PD−L1は、活性化された免疫細胞(例えば、T細胞、B細胞、マクロファージ、樹状細胞およびミクログリア)ならびに非免疫細胞(例えば、内皮細胞および上皮細胞)によって発現される。したがって、本発明者らは、CP上皮によるPD−L1の発現が、CP内のPD−L1を発現している上皮細胞とのコミュニケーションにおいて、PD−1を発現するIFN−γ産生T細胞の活性を低下させることによってCNSへの白血球の輸送のダウンレギュレーションに寄与し得ると予想した。免疫組織化学的解析は、若齢マウスよりも高齢マウスにおいて、CP上皮が有意に高いレベルのPD−L1を発現したことを示す(図18)。

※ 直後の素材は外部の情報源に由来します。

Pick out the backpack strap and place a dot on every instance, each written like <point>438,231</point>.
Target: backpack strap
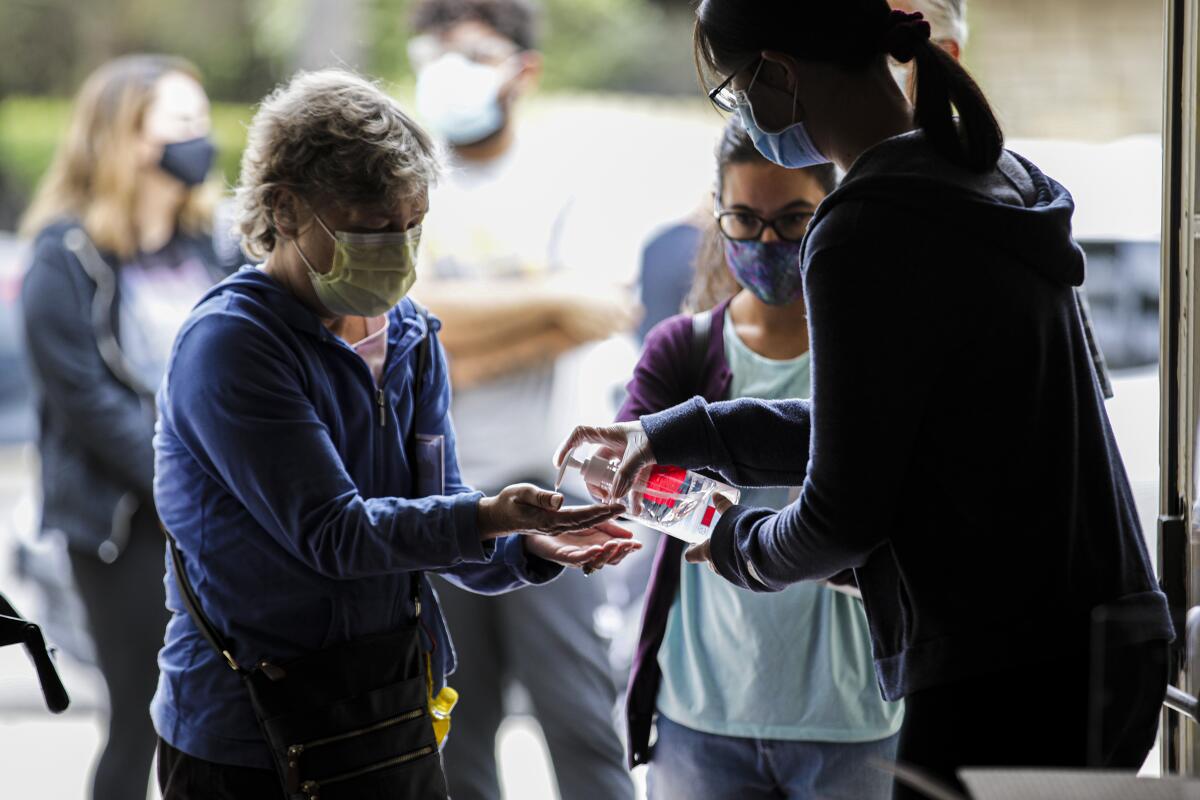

実施例8.アルツハイマー病における免疫チェックポイント遮断の治療的可能性
免疫チェックポイントの遮断が、ADの病態を弱め得るかを試験するために、AD−Tgマウスを6〜10月齢において以下の抗チェックポイント抗体のうちの1つで処置する:抗ICOS、抗B7RP1、抗VISTA、抗CD40、抗CD40L、抗CD80、抗CD86、抗B7−H3、抗B7−H4、B7−H7、抗BTLA、抗HVEM、抗CD137、抗CD137L、抗OX40L、抗CD−27、抗CD70、抗STING、抗TIGIT、または抗GITR抗体。いくつかのマウスを、ポジティブコントロールとして抗PD−1抗体で、ネガティブコントロールとしてIgGコントロールで、または抗PD1と上で述べた他の抗チェックポイント抗体のうちの1つとの併用で処置する。放射状アーム水迷路(RAWM)タスクを用いて空間学習および空間記憶の能力に対する処置の効果、Aβの免疫組織化学によるAβプラーク量およびグリア線維性酸性タンパク質(GFAP)の免疫組織化学による海馬アストログリオーシスを、処置の1ヶ月後に測定する。
抗体で処置されたマウスは、IgGで処置されたおよび処置されていないAD−Tgマウスと比較して有意な認知機能改善、ならびに大脳のプラーク量の有意な減少を示すと予想される。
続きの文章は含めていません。